HB had taken the lead through an Andrew av Fløtum goal after 27 minutes. The second half was only into the 1st minute before the teams were level again, because of a HB owngoal. However, HB took the lead again in the 70th minute, thanks to a Bjarki Mohr goal. But just 2 minutes from time, IBV were awarded a penalty, which Sindri Grétarsson converted from the spot to make it a 2–2 draw.

At this time, the cup had no name, but both clubs had enjoyed the match and people were talking about making it an annual meeting.

But no match was played for the next 3 years, then in 2002 the Faroe Islands Football Association, the Football Association of Iceland and the fund FITUR (which provides support to the furthering of cooperation between The Faroe Islands and Iceland, in order to promote further relations between the countries), decided to make it an annual event, that the champions of Faroese and Icelandic leagues should meet in what became the Atlantic Cup. The match was played the last weekend in April, alternating every year between the Faroe Islands, and Iceland.

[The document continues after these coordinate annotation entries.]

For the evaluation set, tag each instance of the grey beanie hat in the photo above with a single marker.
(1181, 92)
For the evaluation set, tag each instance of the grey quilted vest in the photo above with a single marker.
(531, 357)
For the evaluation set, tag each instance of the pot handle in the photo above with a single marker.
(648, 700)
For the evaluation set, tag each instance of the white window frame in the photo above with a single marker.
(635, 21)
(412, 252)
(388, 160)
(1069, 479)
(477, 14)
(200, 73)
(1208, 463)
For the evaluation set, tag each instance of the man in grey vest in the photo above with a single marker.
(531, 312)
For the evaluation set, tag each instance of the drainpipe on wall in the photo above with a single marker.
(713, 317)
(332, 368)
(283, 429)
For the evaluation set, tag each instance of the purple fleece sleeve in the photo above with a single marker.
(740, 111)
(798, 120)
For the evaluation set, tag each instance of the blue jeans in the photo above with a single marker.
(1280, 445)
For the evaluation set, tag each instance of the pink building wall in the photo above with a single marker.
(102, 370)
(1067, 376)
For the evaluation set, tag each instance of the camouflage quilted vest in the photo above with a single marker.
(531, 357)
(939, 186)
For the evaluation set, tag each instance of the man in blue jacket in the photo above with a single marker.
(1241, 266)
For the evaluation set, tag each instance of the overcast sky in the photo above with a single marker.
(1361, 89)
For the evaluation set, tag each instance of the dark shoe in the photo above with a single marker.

In 2009 the competition was discontinued.

==Matches==

===2002 Atlantic Cup===
28 April 2002
B36 Torshavn 1 - 2 ÍA Akranes
  B36 Torshavn: Petersen 90'
  ÍA Akranes: Björnsson 44', Steinsson 46'

===2003 Atlantic Cup===
27 April 2003
KR Reykjavík 2 - 0 HB Tórshavn
  KR Reykjavík: Gunnlaugsson 29' (pen.), Ólafsson 59'

===2004 Atlantic Cup===
24 April 2004
HB Torshavn 3 - 1 KR Reykjavík
  HB Torshavn: Nolsøe 13', Mortensen 24', Rubeksen 40'
  KR Reykjavík: Jónasson 90'

===2005 Atlantic Cup===
24 April 2005
FH Hafnarfjørður 4 - 1 HB Torshavn
  FH Hafnarfjørður: Gudmundsson 23' (pen.), 60', Borgvardt 30', Ásgeirsson 80'
  HB Torshavn: Leifsson 85'

===2006 Atlantic Cup===

30 April 2006
B36 Torshavn 2 - 2 FH Hafnarfjørður
  B36 Torshavn: Benjaminsen 12', Sylla 49'
  FH Hafnarfjørður: Snorrason 17', Guðnason 81'

===2007 Atlantic Cup===

In 2007, the match between FH Hafnafjørdur and HB Tórshavn was cancelled. It was planned to take place in Reykjavík in March instead of April, but the fund FITUR, who had sponsored the event, closed down.

The trip to Iceland became too expensive for HB Tórshavn. So HB announced that they would not take part in the Atlantic Cup that year.

===2008 Atlantic Cup===

12 April 2008
Valur 5 - 2 NSÍ Runavík
  Valur: Sævarsson 18', Pálmason 40' (pen.), 60', Aðalsteinsson 50', Mortensen 61'
  NSÍ Runavík: Stojković 45', Elttør 82' (pen.)